Mesmo contrariando opiniões, Makarenko explorou os jogos semiconscientes dos ânimos revolucionários dos educandos ao fazer a divisão deles em destacamentos com atribuições específicas e nomear, para cada um, o comandante responsável, que deveria, conforme as regras estabelecidas ser

[...] um educando fiel aos interesses da instituição, bom aluno, trabalhador de vanguarda, com qualificação mais elevada do que os outros e possuidor de qualidades pessoais tais como: delicadeza, energia, capacidade para dirigir, preocupação pelos menores e honradez. O trabalho do chefe de destacamento é considerado como a tarefa mais responsável e como uma prova de confiança que a direção e a coletividade depositaram nele. (FILONOV, 2010, p. 55-56).

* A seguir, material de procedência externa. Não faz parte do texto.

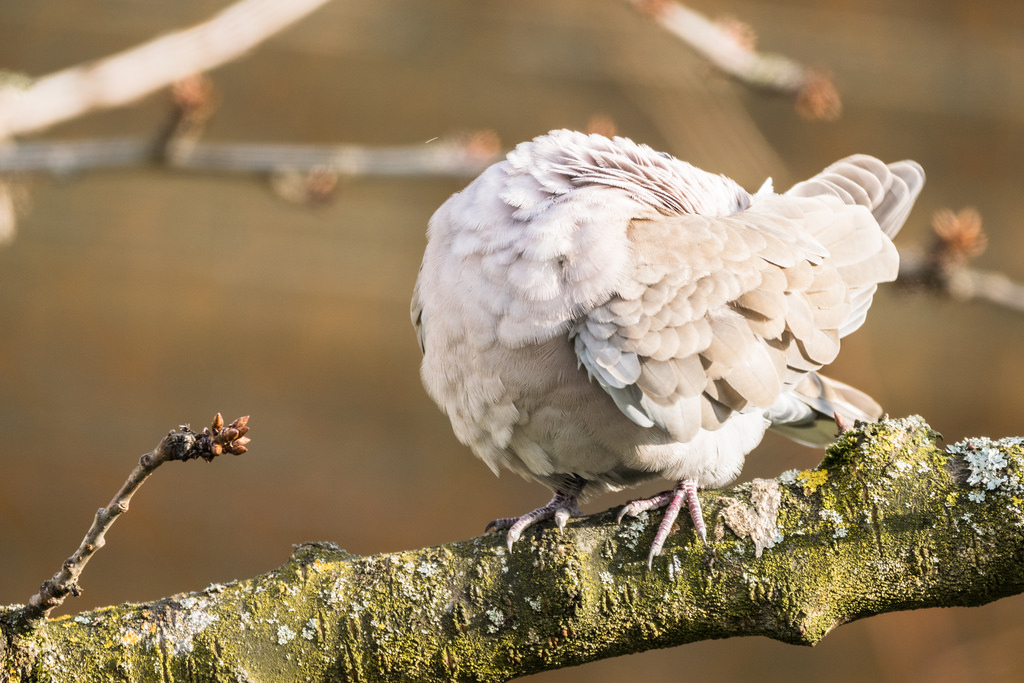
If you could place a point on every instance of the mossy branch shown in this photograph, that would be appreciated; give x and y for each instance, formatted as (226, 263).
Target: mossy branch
(889, 521)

Eram permitidas duas formas de nomear os chefes dos destacamentos: por designação ou por eleição, e todos participavam com raras exceções tanto das funções de trabalho como das de organização. “O sistema dos destacamentos mistos tornava a vida na colônia muito intensa e interessante, de alternância de funções de trabalho e organização de exercício de comando e de subordinação, e de movimentos coletivos e individuais.” (MAKARENKO, 2012, p. 205).

Makarenko não dispunha, inicialmente, de um regimento ou uma constituição que deliberasse sobre a organização e procedimentos a serem adotados. Foi a partir das constantes reuniões e a formação de um conselho de comandantes que os dispositivos que revelados exitosos ganharam forma.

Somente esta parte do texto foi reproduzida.